令和元年7月26日に開催された第289回名護市議会臨時会では、市長から提出された議案2件が審議された。議案の内容は、土地の取得と処分に関するものであり、議会は両案件を可決した。
議案第44号は、名護・やんばるの自然と文化拠点施設整備事業用地の土地取得についてである。渡具知武豊市長は、この土地が観光促進や文化資源の保全に寄与するものと説明し、議会の慎重な審議を求めた。総務部長の祖慶実季氏は、提案した土地の位置や面積、その価格について詳細を述べた。議案第44号では、名護市字名護知真嘉原3606番から3641番までの土地の取得を計画しており、総面積は27,354.43平方メートル、購入価格は約2億3,069万2,041円である。
議案第45号は、旧消防庁舎等の跡地処分についてであり、こちらも渡具知市長によって提案された。地域政策部長の松田健司氏は、売却先が大和ハウス工業株式会社沖縄支店とその共同企業体であり、売却価格は4億2,000万円であることを報告した。
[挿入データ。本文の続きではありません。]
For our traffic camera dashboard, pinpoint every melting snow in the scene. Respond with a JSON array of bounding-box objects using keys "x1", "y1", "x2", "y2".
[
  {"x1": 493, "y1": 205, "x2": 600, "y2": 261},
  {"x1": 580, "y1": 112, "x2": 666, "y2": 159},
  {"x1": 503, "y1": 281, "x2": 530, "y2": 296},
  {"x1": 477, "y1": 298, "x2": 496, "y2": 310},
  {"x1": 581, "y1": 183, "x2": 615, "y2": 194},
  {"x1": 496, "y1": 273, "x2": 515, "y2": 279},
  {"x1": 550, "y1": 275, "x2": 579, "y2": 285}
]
議案の反対意見として、大城敬人議員は、地元との協議不足や透明性の欠如を指摘し、議案に対して異議を唱えた。
質疑の中では、議員が地域住民との連携や説明会の開催について重要性を訴えた。その結果、市当局は今後、住民説明会の開催を約束し、地域との円滑なコミュニケーションを図る方針を示した。特に、地域政策部長は、事業者主催の説明会に名護市も同席し、住民と直接対話することを強調した。
また、質疑応答では、新博物館の開館までのスケジュールや、跡地の活用計画についても話し合われた。市当局は、博物館のオープンを令和4年10月に予定し、その際にも地域住民との協議を進めると応じた。こうした背景の中で、議案第44号は可決され、新博物館計画の一環としての土地取得が進められることとなった。議案第45号についても、背景や条件の明確化がなされた後に可決され、名護市の発展に寄与することが期待されている。
この臨時会を通じて、議会は名護市の将来的な発展に向けて、土地の取得と処分に関し、慎重な議論を重ねたことが重要視される。